The Justice Department told Congress in a report in March it is reinvestigating Till’s slaying in Money, Mississippi, in 1955 after receiving “new information.” The case was closed in 2007 with authorities saying the suspects were dead; a state grand jury didn’t file any new charges.
Deborah Watts, a cousin of Till, said she was unaware the case had been reopened until contacted by The Associated Press on Wednesday.
The federal report, sent annually to lawmakers under a law that bears Till’s name, does not indicate what the new information might be.
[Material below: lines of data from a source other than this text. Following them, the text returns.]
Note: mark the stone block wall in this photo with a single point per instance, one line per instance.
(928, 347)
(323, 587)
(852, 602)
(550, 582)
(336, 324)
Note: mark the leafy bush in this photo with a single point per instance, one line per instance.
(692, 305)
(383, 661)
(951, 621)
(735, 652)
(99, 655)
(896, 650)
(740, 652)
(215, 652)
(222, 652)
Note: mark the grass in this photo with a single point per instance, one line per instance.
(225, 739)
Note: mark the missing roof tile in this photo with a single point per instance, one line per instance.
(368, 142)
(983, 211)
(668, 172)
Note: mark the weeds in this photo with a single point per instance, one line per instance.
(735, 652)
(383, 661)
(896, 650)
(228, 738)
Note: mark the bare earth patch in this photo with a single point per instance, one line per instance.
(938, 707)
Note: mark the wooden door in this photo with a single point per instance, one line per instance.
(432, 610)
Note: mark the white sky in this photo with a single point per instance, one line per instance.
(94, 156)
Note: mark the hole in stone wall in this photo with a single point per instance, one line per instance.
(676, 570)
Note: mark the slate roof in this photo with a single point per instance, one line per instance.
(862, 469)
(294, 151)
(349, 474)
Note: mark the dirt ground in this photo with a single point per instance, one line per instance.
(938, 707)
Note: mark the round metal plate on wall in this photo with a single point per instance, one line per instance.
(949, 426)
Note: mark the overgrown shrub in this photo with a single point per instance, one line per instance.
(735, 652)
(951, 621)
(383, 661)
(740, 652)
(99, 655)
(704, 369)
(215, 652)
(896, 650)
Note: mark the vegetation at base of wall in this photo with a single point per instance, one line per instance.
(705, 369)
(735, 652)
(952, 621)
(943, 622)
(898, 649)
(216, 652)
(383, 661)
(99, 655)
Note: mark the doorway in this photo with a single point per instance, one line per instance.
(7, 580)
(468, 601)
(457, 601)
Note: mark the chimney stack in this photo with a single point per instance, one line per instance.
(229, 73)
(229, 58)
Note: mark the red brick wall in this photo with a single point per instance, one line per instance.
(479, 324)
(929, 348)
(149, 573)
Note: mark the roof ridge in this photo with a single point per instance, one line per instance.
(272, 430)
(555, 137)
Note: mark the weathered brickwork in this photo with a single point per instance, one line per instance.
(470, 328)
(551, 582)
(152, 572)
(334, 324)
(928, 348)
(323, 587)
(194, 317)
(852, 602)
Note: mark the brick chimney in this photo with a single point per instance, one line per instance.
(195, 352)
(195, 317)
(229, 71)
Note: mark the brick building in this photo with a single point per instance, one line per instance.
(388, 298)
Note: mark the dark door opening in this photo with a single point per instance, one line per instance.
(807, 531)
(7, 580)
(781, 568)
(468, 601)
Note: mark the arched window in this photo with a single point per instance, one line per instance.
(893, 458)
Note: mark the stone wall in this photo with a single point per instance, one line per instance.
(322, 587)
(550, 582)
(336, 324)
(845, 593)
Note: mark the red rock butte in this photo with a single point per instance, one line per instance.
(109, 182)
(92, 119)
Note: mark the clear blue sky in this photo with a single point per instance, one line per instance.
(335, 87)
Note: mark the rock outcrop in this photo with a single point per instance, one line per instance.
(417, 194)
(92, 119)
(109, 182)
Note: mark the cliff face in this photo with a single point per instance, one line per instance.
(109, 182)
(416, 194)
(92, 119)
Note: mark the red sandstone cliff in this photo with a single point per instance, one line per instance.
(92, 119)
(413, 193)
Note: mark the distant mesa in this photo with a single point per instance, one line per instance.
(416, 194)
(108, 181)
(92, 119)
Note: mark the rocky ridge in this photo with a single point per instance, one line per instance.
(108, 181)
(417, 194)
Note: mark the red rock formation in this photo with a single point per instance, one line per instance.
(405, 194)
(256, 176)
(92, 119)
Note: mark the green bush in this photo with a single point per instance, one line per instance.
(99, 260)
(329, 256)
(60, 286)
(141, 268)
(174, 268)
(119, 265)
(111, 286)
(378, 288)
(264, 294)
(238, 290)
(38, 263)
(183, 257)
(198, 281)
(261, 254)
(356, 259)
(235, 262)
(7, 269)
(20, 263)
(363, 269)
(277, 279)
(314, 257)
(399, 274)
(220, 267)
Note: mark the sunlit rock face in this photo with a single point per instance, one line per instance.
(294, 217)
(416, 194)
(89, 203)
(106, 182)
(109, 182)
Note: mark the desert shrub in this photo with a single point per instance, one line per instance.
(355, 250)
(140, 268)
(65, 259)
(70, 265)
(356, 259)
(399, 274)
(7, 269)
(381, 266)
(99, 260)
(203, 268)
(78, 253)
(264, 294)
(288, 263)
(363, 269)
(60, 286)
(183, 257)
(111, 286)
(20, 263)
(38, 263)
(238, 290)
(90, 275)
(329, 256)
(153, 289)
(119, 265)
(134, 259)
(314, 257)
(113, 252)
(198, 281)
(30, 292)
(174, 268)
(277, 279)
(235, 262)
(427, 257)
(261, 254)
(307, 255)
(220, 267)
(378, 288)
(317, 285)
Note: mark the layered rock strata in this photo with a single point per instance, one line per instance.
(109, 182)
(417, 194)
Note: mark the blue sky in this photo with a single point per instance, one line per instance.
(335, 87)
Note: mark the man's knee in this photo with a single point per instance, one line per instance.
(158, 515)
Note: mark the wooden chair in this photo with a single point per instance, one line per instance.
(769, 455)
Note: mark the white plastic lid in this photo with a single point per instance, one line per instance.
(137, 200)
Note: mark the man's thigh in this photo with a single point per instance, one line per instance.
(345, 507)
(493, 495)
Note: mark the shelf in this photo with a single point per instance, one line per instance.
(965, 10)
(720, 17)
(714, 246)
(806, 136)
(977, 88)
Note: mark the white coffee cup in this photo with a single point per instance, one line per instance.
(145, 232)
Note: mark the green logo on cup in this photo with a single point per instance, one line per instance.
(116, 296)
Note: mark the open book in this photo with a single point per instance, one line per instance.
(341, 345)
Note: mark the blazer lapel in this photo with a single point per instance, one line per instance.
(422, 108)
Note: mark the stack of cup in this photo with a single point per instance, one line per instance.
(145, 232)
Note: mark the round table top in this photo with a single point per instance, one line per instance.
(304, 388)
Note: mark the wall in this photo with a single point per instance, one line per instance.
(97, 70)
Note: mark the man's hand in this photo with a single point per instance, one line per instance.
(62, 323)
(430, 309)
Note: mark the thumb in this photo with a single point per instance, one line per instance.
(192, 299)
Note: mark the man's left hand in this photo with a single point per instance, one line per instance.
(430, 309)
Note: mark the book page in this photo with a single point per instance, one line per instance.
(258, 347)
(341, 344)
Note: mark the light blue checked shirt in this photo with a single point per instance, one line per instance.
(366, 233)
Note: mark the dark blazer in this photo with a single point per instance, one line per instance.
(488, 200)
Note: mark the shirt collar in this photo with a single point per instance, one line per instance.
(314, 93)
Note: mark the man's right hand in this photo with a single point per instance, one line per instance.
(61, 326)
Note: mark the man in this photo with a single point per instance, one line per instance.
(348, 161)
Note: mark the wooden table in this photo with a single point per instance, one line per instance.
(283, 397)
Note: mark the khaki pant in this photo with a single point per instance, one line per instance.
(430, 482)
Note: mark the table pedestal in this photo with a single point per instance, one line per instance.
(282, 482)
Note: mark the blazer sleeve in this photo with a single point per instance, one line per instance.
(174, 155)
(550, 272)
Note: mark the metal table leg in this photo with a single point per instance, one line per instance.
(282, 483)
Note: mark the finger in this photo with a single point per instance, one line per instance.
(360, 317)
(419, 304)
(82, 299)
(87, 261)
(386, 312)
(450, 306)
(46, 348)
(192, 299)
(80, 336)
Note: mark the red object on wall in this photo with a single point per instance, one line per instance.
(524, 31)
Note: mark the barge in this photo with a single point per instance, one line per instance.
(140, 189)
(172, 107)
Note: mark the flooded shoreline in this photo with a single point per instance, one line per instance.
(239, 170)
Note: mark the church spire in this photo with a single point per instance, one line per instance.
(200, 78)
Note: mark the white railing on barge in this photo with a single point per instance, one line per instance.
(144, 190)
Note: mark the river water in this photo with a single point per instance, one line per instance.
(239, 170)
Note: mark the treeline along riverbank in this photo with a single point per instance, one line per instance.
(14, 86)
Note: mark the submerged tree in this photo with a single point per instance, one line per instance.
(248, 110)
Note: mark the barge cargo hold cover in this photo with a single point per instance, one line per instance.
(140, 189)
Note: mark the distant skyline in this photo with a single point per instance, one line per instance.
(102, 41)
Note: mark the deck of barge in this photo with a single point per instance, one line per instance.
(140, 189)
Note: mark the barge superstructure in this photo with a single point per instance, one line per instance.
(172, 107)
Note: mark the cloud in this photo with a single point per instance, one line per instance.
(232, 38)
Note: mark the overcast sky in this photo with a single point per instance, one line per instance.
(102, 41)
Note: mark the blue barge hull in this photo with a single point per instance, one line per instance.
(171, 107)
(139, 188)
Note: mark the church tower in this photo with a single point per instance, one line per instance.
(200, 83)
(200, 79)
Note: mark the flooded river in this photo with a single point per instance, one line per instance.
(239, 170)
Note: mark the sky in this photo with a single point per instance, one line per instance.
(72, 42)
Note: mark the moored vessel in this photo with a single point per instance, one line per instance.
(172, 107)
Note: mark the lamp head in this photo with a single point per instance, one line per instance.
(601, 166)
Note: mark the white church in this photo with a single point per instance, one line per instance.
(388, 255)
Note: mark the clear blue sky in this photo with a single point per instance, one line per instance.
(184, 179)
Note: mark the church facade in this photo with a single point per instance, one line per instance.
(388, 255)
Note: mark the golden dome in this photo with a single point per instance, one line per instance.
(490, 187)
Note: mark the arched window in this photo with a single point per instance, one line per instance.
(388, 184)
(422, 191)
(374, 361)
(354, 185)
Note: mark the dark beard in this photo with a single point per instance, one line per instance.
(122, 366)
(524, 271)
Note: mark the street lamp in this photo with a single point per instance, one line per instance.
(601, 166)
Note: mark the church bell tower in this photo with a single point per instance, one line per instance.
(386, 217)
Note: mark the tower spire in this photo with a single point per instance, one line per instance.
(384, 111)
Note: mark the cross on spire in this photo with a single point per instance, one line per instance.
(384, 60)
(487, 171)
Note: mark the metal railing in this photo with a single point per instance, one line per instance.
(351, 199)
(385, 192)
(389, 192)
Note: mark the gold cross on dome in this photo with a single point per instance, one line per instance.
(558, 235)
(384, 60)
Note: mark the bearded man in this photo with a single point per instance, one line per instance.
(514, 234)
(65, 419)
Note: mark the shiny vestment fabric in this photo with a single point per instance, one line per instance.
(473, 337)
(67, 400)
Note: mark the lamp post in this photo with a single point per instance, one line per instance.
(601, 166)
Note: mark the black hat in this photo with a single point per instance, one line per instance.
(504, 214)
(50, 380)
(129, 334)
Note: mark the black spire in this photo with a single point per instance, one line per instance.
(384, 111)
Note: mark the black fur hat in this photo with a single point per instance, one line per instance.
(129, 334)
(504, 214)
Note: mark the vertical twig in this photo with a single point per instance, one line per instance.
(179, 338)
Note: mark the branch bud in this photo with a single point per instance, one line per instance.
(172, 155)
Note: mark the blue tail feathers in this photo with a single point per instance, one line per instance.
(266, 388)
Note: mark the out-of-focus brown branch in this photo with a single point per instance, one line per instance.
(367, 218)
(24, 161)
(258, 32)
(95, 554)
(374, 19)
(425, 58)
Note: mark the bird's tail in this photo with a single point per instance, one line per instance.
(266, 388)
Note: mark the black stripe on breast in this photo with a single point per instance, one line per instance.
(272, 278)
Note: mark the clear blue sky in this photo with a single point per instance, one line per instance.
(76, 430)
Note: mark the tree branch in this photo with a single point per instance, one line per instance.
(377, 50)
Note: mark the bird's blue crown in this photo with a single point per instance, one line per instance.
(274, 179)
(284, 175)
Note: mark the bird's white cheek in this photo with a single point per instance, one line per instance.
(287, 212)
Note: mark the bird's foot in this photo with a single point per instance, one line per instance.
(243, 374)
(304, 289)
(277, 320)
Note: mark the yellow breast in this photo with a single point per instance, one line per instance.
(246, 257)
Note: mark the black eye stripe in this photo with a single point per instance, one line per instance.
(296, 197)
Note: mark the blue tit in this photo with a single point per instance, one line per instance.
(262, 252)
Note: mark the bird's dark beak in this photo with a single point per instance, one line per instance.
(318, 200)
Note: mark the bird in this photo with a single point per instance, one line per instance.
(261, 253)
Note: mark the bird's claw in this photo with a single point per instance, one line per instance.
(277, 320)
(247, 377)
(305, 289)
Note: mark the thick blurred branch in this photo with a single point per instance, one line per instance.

JUST IN: Citing “new information,” the Justice Department is re-opening the investigation into the 1955 slaying of Emmett Till https://t.co/ED3Ez2Ov4u
— Pittsburgh Post-Gazette (@PittsburghPG) July 12, 2018
It’s not clear to me why the case would be re-opened, unless the new information indicates that the two men who were tried and acquitted by a racist jury didn’t commit the crime. The woman who claimed, at the time, that Till either offended her or assaulted her in some way has recently granted an interview recanting her testimony. Unless they’ve got different perpetrators in mind and evidence to support it, this will remain a horrifying event and miscarriage of justice forever.